Manifest file for disk-based WAL implementation

Question

Manifest file for disk-based WAL implementation

dracoooooo opened this issue 5 months ago · 3 comments

Describe This Problem

To implement a WAL based on the local disk, in addition to using segment files to record logs, it is also necessary to use another file to record the metadata of the WAL. This is because the current WAL Delete interface includes a tableId as a parameter, and logs for multiple tables are recorded in the same segment file. This means that it is not possible to simply mark all logs before a certain sequence number as deletable.
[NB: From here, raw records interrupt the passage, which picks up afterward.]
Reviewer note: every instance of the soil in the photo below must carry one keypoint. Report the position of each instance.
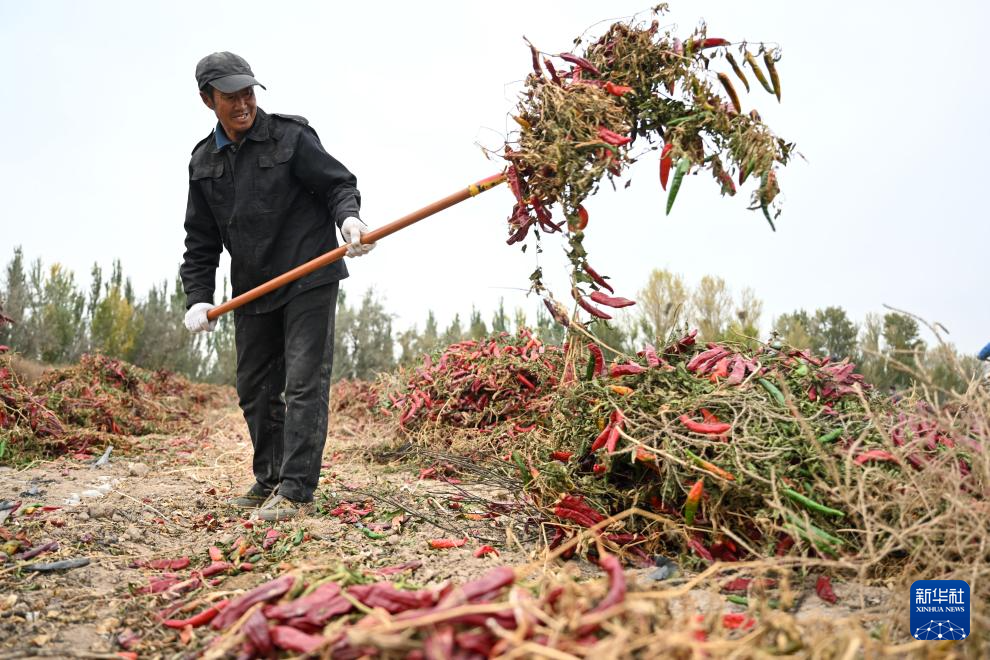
(167, 497)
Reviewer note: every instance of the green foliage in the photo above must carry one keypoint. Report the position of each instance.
(711, 306)
(477, 329)
(363, 344)
(661, 303)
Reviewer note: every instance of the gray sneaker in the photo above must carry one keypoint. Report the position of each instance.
(252, 499)
(279, 508)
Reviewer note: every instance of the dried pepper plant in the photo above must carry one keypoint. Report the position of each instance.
(636, 89)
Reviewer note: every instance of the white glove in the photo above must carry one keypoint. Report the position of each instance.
(351, 229)
(196, 320)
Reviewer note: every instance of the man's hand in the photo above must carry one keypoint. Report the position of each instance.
(351, 229)
(196, 320)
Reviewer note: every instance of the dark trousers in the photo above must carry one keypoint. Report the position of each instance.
(284, 360)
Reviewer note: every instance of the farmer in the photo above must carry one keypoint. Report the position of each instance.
(263, 187)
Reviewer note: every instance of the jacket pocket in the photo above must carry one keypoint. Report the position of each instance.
(273, 179)
(209, 177)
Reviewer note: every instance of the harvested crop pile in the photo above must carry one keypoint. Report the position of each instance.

Therefore, a manifast file is needed to maintain this information.

Proposal

Format

Using protobuf as the file format for WAL manifest:

syntax = "proto3";

message Manifest {
  map<string, uint64> latest_mark_deleted = 1;
}

The key in the map is <regionId>:<tableId>, and the value is the highest sequance number marked as deleted for this table in the WAL.

Not using the manifest file to record more information is to avoid updating this file during appending logs, thereby reducing I/O overhead.

Append Logs

Do not update the manifest file.

Read Logs

Use the manifest file to skip logs that have already been deleted.

Delete Logs

Update the values in the map, create a new manifest file, and overwrite the old file.

Record the maximum sequence number of all tables in each segment file in memory. When all the tables mark the deleted sequence number as greater than the maximum sequence number in the segment, delete this segment.

When an old segment is deleted, if a table’s log exists only in this old segment, then remove this table from the manifest’s map.

Potential Risks

If the number of tables is very large, the overhead of overwriting this manifest file each time could be significant.

Additional Context

No response

Answer 1 · 2024-08-10T09:17:16.000Z

The key in the map is <regionId>:<tableId>,

I think we can encode regionId in wal directory path, so the key could only contains tableId.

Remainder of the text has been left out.